A hush fell over them. Somewhere beyond the barrier, a roar answered—a sound like thunder wrapped in hunger.
“That’s the signal. Red demon trials have started.” Shaerra’s expression did not waver. “Cull the lower herds. Leave the rest for your seniors to worry about.”
She turned away, her robes brushing the stone like whispers. And with those whispers, the gate that never opens creaked.
With the slit turning wider, the reek of Deadlands hugged their noses.
Another familiar thing for Hans, while for the rest. It was their first experience. Some excited, some shivering, while the rest tried to calm down.
Hans walked alone.
The others had scattered — some chasing glory, some fleeing from it — leaving only footprints that the dust devoured as soon as they were made.
He took a quick glance behind. The words still hung in the air long after she left, faint and bleeding light: Kill the red. Bring the sunstone. Survive the season.
The barrier closed behind him like a sigh. And he was out of the protection of Concordia node.
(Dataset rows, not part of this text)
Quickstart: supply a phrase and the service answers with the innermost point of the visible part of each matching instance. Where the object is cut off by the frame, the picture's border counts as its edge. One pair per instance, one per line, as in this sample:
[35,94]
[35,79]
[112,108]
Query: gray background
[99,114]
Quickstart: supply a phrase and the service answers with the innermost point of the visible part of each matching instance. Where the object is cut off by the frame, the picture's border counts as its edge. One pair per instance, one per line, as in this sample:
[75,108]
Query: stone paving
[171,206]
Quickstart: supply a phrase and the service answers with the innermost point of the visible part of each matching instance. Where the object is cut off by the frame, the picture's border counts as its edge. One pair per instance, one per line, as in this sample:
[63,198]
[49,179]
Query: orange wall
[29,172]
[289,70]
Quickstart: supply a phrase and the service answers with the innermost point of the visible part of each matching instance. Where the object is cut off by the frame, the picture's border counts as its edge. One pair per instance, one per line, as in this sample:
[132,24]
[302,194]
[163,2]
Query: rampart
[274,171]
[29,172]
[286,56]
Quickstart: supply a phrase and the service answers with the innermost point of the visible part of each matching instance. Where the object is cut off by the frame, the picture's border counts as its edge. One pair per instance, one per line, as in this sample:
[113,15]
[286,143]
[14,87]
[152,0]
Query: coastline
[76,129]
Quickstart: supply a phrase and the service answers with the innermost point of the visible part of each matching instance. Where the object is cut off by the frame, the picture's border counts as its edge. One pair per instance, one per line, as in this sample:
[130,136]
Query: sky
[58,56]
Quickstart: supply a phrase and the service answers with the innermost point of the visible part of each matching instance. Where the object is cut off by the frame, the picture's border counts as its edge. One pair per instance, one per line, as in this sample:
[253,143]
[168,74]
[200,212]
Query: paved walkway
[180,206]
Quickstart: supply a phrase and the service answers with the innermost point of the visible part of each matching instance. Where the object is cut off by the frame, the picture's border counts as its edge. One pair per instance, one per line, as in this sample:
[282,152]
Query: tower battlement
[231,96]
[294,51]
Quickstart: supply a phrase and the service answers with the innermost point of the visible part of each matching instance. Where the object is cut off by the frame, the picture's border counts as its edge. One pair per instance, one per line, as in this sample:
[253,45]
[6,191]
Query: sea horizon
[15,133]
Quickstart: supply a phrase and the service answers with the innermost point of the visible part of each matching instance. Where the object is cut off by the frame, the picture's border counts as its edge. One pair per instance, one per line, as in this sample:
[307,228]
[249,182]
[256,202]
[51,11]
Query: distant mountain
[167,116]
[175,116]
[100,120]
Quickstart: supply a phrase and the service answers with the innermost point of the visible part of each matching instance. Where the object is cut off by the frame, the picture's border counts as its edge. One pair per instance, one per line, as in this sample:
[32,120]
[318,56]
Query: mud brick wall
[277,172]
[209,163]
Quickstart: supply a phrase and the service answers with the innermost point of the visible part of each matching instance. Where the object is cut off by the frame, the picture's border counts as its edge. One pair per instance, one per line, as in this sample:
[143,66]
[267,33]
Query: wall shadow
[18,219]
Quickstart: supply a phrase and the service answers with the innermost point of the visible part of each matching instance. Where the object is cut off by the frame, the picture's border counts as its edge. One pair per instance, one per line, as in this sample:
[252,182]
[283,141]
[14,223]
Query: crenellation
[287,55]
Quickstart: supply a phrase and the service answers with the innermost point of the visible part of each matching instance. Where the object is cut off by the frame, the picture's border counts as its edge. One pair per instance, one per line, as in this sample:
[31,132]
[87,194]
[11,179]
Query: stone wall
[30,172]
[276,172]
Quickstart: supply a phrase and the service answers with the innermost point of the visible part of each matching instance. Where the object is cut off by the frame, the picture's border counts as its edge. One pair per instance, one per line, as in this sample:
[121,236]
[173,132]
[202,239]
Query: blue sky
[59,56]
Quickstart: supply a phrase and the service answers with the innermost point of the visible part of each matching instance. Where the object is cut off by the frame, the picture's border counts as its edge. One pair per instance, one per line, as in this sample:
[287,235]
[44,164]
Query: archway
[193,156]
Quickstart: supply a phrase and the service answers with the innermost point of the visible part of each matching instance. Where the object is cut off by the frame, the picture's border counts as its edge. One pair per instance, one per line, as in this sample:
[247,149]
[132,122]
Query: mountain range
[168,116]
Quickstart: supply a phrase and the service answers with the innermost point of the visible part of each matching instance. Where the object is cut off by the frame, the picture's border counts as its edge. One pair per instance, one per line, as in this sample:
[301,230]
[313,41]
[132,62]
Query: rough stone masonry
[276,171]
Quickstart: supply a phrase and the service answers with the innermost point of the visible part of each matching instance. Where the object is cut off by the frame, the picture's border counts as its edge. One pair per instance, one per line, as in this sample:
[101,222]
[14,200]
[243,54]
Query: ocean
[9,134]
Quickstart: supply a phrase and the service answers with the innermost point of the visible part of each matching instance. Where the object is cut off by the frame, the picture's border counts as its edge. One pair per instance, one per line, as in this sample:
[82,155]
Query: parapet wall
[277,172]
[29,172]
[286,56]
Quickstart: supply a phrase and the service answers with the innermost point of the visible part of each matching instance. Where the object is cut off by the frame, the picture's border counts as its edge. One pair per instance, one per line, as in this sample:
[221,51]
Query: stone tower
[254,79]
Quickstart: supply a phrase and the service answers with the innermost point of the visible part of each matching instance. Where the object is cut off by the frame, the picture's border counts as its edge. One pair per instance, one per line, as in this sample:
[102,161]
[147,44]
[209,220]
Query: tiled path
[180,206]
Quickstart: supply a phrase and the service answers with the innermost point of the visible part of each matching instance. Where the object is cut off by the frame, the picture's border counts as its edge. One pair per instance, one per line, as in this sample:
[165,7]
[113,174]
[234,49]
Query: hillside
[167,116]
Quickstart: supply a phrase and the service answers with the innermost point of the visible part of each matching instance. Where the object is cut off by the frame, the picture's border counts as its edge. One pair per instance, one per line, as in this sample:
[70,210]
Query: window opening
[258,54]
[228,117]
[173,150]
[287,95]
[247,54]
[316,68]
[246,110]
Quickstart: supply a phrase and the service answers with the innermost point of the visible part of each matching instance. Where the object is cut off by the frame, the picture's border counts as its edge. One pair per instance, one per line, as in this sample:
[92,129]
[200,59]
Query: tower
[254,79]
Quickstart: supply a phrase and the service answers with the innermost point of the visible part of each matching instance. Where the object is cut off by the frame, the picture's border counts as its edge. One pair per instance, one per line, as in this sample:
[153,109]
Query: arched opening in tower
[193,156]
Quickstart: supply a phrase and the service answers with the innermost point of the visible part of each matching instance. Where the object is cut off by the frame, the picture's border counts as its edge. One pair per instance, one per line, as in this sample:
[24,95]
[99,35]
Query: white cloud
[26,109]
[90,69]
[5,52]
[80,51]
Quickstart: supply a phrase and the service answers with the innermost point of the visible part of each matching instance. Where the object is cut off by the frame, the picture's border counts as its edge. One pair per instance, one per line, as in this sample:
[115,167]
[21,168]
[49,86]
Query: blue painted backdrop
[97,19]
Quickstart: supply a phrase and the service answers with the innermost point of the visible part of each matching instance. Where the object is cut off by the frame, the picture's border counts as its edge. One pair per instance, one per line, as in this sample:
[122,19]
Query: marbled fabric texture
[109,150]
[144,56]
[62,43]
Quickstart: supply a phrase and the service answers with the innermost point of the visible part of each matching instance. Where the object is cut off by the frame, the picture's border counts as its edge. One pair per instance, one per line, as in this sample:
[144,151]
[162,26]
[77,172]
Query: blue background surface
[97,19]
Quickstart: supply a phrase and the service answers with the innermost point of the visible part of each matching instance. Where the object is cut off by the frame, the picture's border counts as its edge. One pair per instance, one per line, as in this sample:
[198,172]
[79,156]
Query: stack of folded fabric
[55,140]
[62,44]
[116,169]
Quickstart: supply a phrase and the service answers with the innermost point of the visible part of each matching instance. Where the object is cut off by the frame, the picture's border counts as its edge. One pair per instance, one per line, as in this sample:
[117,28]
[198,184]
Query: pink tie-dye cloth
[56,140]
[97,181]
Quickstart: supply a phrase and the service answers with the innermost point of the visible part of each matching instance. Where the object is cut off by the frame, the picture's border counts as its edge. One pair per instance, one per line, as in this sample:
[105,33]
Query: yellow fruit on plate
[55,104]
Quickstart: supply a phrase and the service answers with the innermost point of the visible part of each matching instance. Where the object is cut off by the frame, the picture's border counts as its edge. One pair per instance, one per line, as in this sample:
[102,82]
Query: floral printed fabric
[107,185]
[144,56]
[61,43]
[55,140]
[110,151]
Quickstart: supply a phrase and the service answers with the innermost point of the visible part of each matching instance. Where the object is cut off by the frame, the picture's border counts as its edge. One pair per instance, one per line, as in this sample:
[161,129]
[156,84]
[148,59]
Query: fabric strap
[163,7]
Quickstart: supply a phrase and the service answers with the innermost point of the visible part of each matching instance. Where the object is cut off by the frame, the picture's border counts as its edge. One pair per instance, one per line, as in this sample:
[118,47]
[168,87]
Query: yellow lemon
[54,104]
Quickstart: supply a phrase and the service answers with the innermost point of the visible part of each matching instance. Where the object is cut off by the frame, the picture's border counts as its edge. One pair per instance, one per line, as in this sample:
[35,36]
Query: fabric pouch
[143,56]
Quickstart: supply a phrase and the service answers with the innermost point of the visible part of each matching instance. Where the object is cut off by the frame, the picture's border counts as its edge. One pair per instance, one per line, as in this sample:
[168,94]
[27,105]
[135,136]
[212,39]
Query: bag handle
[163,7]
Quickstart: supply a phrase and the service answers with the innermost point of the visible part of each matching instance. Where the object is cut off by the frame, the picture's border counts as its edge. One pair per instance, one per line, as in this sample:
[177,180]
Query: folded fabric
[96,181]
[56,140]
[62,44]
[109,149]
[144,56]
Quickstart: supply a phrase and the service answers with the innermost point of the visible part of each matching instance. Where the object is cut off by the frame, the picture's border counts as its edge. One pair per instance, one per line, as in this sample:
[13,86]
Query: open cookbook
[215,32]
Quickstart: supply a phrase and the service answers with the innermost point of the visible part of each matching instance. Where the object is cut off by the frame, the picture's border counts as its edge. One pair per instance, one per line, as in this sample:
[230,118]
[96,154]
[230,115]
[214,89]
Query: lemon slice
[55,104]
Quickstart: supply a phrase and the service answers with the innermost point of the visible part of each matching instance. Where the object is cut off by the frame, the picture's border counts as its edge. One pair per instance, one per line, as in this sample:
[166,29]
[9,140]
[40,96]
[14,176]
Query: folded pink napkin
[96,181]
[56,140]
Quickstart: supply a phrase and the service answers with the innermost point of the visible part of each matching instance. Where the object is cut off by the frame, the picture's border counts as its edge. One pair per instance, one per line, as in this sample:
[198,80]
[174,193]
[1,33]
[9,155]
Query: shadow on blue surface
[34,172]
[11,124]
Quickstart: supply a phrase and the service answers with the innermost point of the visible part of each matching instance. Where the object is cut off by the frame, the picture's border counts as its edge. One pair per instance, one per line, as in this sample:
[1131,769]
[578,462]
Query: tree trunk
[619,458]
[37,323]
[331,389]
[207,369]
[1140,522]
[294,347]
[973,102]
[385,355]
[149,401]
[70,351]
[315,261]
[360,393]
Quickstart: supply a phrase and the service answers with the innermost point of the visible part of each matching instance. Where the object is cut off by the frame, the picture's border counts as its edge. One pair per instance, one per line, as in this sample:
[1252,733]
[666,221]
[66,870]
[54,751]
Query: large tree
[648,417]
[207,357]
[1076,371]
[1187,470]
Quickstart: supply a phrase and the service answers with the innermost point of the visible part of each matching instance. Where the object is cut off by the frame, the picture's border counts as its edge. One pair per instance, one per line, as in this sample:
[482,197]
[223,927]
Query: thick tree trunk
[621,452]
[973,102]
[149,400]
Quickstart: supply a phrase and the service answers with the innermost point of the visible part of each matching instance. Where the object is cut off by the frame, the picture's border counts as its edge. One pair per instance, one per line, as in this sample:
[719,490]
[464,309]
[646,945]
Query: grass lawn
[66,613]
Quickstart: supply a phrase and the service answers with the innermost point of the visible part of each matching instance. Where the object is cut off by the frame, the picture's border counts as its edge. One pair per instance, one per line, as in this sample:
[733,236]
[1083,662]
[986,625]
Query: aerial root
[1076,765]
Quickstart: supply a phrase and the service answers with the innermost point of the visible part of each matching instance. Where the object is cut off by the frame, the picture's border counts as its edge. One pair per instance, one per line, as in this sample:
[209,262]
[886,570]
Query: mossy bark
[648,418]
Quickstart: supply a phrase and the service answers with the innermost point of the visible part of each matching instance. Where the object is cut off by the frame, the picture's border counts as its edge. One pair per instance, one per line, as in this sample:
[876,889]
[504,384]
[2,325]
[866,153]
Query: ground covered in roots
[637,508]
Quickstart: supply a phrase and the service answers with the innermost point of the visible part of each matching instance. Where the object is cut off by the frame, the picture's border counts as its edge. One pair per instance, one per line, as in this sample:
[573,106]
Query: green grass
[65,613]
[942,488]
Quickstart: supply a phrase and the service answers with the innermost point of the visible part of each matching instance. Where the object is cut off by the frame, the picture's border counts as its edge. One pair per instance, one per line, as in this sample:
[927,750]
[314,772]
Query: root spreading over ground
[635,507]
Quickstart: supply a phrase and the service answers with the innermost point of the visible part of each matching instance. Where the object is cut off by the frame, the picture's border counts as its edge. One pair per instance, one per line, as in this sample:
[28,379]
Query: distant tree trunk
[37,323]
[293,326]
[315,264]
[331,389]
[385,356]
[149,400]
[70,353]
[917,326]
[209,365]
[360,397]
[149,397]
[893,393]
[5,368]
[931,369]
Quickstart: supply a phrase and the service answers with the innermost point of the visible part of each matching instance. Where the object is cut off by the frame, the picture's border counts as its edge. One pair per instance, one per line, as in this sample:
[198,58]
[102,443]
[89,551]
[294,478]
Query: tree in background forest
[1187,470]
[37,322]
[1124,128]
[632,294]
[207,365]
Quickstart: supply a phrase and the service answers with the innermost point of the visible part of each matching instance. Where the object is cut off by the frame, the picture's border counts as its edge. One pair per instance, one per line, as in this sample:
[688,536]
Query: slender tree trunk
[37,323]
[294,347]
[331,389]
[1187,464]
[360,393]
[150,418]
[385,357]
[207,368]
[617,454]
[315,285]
“So that’s how it works. Must be same for council node.”
He recalled what he learned in yesterday’s dinner.
The rest of the nodes, which participated in this culling times. Clandor, had similar tasks. One can enter through any node and can exit whichever they wished for or whichever offered them more of what they wanted.
To Hans, the graduation test was secondary, so his steps above the clouds paced, as the blessing of wind flew them high.
It was much slower than his wings of freedom but enough to get him from one place to the next.
The air turned—thicker, older, humming with the residue of last year’s scars.
He remembered the last time he’d stood here. Weaker then, shackled by Reina’s stratagems. The goddess intervened and blew him away, and by chance—or more of her plans—he’d crossed paths with Zilong, the northern sea monster trapped Deep.
According to the clairvoyant Aredhel, he is supposed to kill him. But he was confident he had changed the fate. Yet he felt, Zilong’s death could very well be on his hands if his plans failed.
The next destination was an undecided rendezvous. His hands twitched as the Eclipse medallion activated.